The Corpus of Contemporary American English attests 124 instances of estimated number and but a single instance of estimate number.

This solitary hit is a false positive, because here estimate is a verb, not an attributive noun. The citation is from the New York Times in 2012:

. . . clear Marja, a district of 100 square miles, of Taliban insurgents that residents estimate number no more than 200.

So there is no recorded use of estimate as an attributive noun used before number in COCA at all.

Solution 2:

To me, the two mean different things.

An estimated number is any number that has been estimated, guessed at, roughly calculated, etc.

The estimated number of casualties in the plane crash exceeded 200.

An estimate number, on the other hand, is a much narrower and less applicable notion: it is specifically a number mentioned in an estimate (as defined in sense 1.2 of the ODO entry):

A written statement indicating the likely price that will be charged for specified work or repairs.

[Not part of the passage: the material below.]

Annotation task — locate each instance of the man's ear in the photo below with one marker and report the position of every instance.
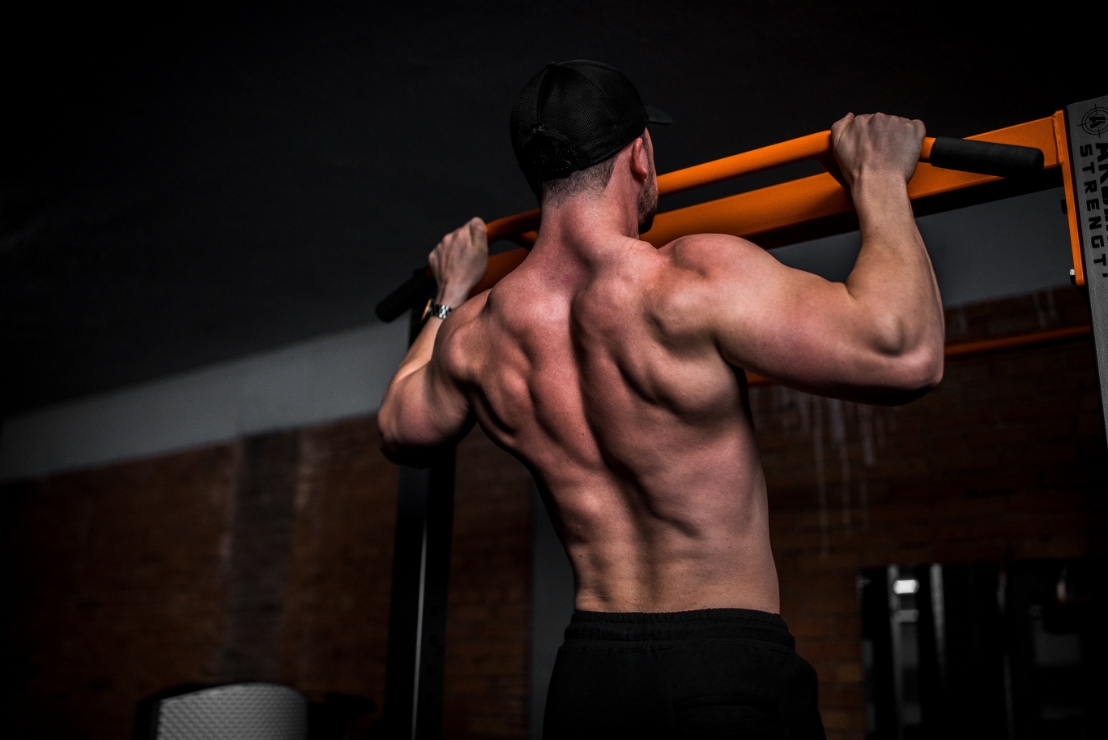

If you receive an estimate for the delivery of 2,000 items, but only 1,500 are shipped to you for the full price given in the estimate, you might want to lodge a complaint with the person or company who gave you the estimate. In that complaint, you may write something like:

The actual number of items received is only 1,500, though the estimate number is 2,000.

(Quite possibly, you do not want to write anything like that, because it’s fairly clumsy. “… although the estimate clearly says 2,000 items were to be shipped” is much less cumbersome, if a bit longer.)

Since this latter sense is so very limited, and since I cannot think of a way to work an extra of onto the end of it, I can only imagine that what you’re after is an estimated number (of somethings).